Я оглянулся на своего монаха, о котором, кажется, все и забыли. А он укрылся в тени, присел на корточки и чуть ли не поклоны бьет. Лицо мирное, потустороннее какое-то… Увидел меня и словно опомнился. И тихонько мне шепотом:
— Вы не смотрите на меня. Ни к чему это вам. А я ему тем же манером отвечаю:
— Что же мне, на того носорога прикажете смотреть?
— Это как угодно. А от меня отвернитесь. Зачем вам знать лишнее? Да и меня задерживаете…
Тогда только я понял, что вовсе не скромничает он по бог весть какому поводу, а тайну хочет уберечь. На тот случай, о котором он говорил там, в своей конуре. Если вдруг нас всех трясти начнут да душу из нас вынимать за то страшное знание, что покуда один только он хранит. Чтобы, значит, не о чем было мне пробалтываться, когда, не приведи господь, на меня так нажмут, что я готов буду сознаться в чем угодно.
А за себя он вроде как бы и спокоен.
— Ладно, — говорю. — И впрямь не для моих мозгов эта штука. Только ты, парень, не подведи.

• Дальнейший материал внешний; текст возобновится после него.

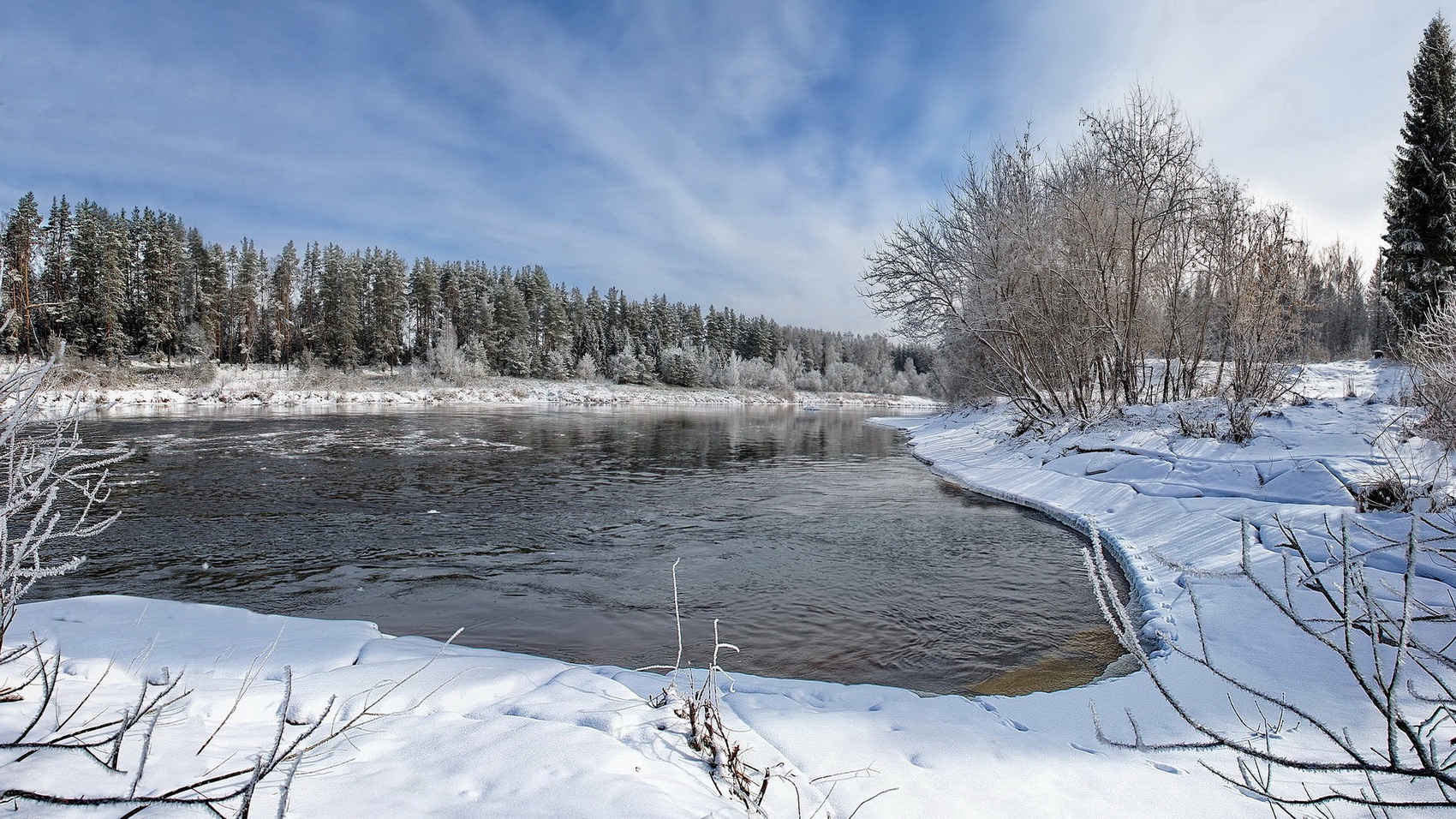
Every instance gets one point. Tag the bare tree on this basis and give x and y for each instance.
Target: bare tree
(54, 486)
(1393, 643)
(1119, 272)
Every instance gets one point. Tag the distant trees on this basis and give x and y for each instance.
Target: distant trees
(1114, 272)
(112, 284)
(1420, 205)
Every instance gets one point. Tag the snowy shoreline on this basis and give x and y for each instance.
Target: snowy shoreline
(494, 733)
(270, 386)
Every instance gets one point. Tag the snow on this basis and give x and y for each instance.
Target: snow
(476, 732)
(274, 386)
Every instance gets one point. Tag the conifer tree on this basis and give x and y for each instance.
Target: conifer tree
(280, 305)
(1420, 205)
(22, 242)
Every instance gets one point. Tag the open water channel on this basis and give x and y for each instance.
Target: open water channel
(820, 544)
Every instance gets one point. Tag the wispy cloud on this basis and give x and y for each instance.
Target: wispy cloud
(743, 153)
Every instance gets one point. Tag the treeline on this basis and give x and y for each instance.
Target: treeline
(1120, 270)
(114, 284)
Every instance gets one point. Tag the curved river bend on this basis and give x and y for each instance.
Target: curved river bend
(821, 546)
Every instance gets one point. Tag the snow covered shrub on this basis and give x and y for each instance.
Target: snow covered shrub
(54, 487)
(1194, 426)
(1241, 421)
(811, 380)
(680, 368)
(197, 375)
(1431, 353)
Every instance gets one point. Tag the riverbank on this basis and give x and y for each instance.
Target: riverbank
(266, 385)
(482, 732)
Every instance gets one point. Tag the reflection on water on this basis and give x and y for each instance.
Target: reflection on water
(825, 550)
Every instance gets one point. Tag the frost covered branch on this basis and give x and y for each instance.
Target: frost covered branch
(53, 486)
(1393, 646)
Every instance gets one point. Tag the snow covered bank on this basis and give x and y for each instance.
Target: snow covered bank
(486, 733)
(274, 386)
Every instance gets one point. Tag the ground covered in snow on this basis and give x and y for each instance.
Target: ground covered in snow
(470, 732)
(276, 386)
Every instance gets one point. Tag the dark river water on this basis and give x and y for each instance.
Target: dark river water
(820, 544)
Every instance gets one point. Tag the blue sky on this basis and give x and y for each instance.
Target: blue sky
(736, 153)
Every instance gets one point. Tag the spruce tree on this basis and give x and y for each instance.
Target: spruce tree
(1420, 205)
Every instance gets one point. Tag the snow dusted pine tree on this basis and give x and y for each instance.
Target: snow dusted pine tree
(1420, 205)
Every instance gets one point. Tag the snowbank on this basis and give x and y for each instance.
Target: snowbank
(486, 733)
(274, 386)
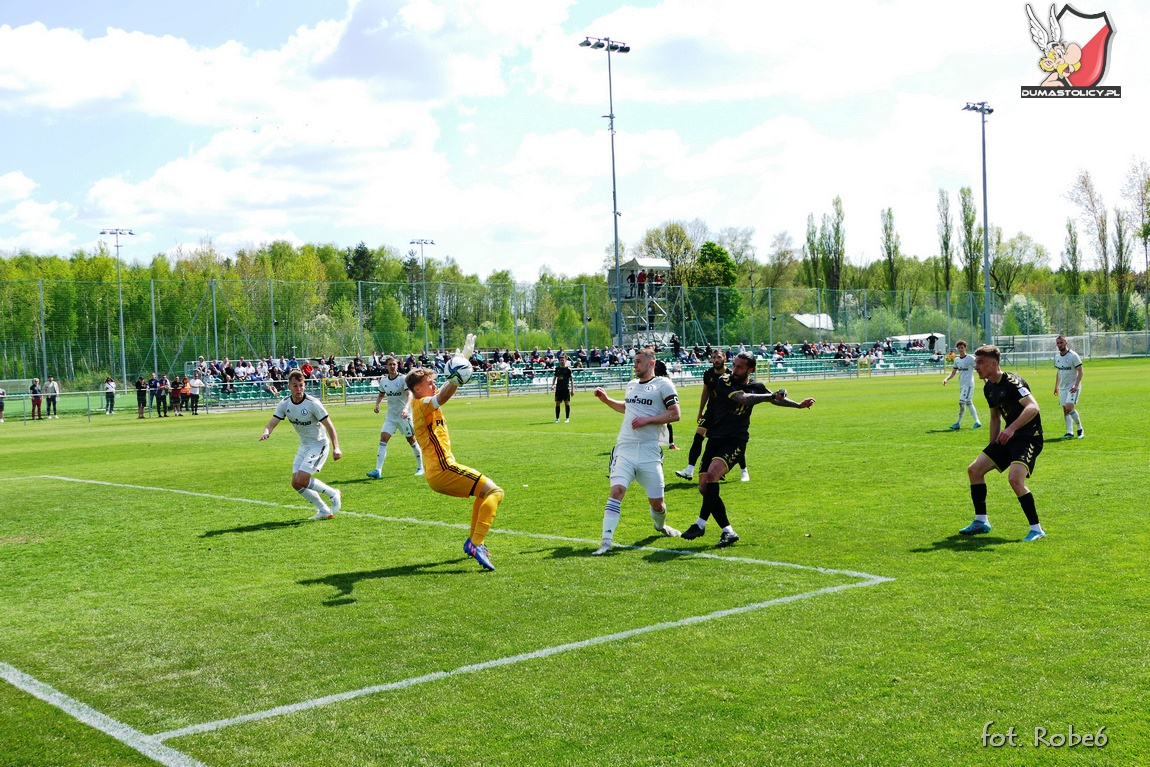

Трибуны уже начали пошумливать, засвистели. Заскучал народ, зрелище ему подавай…
И тогда к ним вышел человек среднего роста, заурядного телосложения, в черном потрепанном халатишке с капюшоном. Отложил в сторону длинный монашеский посох, скинул сбитые в странствиях сандалии. Потуже затянул веревку из шерсти яка, что была ему вместо пояса. Поискал глазами Мертона, словно бы не приметил сразу. И слегка так поклонился ему. Как равному.
Хотя над нашими головами уже много лет крутятся спутники, а в горах со дня на день запустят атомную электростанцию, мы не смеемся над своими монахами. Но одно дело видеть его на улице возле монастыря, и совсем другое — посреди спортивной арены, в перекрестье прожекторов. И поэтому по рядам зрителей прокатился конфузливый смешок, и даже Мертон переступил с ноги на ногу и недоуменно покосился на судей: дескать, кого же вы мне это подсунули?! Только нашему монаху все было нипочем. Стоял себе спокойно, невозмутимо и таращился по сторонам, будто тысячи эти сумасшедшие не на него собрались сюда посмотреть, а исключительно для того, чтобы он отвлекся от возвышенных размышлений, за ними наблюдая.
А потом судья развел противников и дал команду к началу боя. В этот момент нашему священнослужителю вздумалось почесаться, что он и проделал с большим наслаждением. И это окончательно убедило всех, включая Мертона, что на арену вышел самоубийца. Впрочем, вряд ли Мертон задумал что-то серьезное: наверняка его предупредили, что в нашей стране монаха лучше пощадить. Лупить, стало быть, но не в полную силу. Поэтому Гроссмейстер терпеливо дождался, когда у соперника прошел зуд, и лишь тогда быстро двинулся вперед. Он с ходу нанес обходной удар ногой, «маваси», намереваясь разом покончить с этим балаганом. Затрещало белое кимоно, ветерок пронесся над ареной… Я зажмурился.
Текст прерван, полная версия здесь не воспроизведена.